Is Customer Journey Mapping really a valuable exercise? As we all know, they are often used as a blueprint for teams. Unfortunately, Customer Journey’s are often:
a) created without customer input or verification
b) created without input from multiple groups in the company
c) created and then left in a virtual closet some place, never to be looked at again until it’s the yearly planning period
d) created focusing on one person, treating different customers the same and not accounting for different personas, segments, etc.
Instead of focusing on Customer Journeys, companies should consider looking at specific Moments of Truth – when customers make key decisions such as learning about a specific topic, downloading content, signing up for an event, subscribing to a service, etc. These can be triggered by the customer’s desire to address a pain point or to complete a specific job or task.

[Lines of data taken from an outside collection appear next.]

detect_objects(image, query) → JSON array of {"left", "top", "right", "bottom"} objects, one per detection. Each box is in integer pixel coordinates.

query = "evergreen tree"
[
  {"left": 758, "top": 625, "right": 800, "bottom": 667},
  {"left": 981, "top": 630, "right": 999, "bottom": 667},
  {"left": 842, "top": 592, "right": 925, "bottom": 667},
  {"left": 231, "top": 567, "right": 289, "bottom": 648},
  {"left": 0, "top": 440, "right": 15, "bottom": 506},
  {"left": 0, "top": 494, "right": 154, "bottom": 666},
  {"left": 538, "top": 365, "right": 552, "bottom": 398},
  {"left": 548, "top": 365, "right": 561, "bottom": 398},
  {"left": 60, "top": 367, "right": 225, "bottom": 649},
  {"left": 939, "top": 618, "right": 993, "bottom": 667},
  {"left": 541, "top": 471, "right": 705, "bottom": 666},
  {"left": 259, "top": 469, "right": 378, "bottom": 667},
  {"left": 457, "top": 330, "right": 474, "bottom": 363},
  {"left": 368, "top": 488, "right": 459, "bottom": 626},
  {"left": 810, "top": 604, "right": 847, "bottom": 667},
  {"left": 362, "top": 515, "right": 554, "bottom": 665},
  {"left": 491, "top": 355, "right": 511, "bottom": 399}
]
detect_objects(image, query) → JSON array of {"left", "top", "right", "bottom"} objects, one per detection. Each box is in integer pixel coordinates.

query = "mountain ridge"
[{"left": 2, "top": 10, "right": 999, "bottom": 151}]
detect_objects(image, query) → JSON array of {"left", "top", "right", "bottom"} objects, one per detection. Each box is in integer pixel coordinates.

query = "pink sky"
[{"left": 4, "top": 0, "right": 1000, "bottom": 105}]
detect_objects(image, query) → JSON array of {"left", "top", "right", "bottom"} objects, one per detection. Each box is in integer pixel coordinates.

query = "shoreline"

This is not to say there isn’t value in looking at the Journey holistically, Instead, each Moment of Truth represents a distinct opportunity to either delight or disappoint a customer in their journey with your product. Collectively, these moments are much more predictive of both success and sentiment – and they’re more actionable than a rigidly plotted Customer Journey
These moments should be looked at closely with the goal of eliminating any potential friction during a customer’s interaction with your offerings and by figuring out how to not only enable a customer to complete his task, but create a habit (if you want them to come back) or a growth loop where one person’s participation will encourage others to find the site and engage.
So what do I recommend:
Like the book Tiny Habits: The Small Changes That Change Everything recommends, make these behavior changes small that they’re easy to do and easy to measure. Focus on those key moments of truth. When I worked in ecommerce, we used to break down the checkout process into small pieces: an item placed in a shop cart, customer picks shipping, customer picks payment options, customer clicks to buy, customer receives first notification, etc. By measuring each step, it was easier to identify, analyze and address any outages (issues).
Secondly, think about giving your customers an actual seat at the table so they can join the working session to define your product or service, about getting them form habits on your properties, and engaging in a way that will enable others to easily find your platform.
How do you map out the customer journey?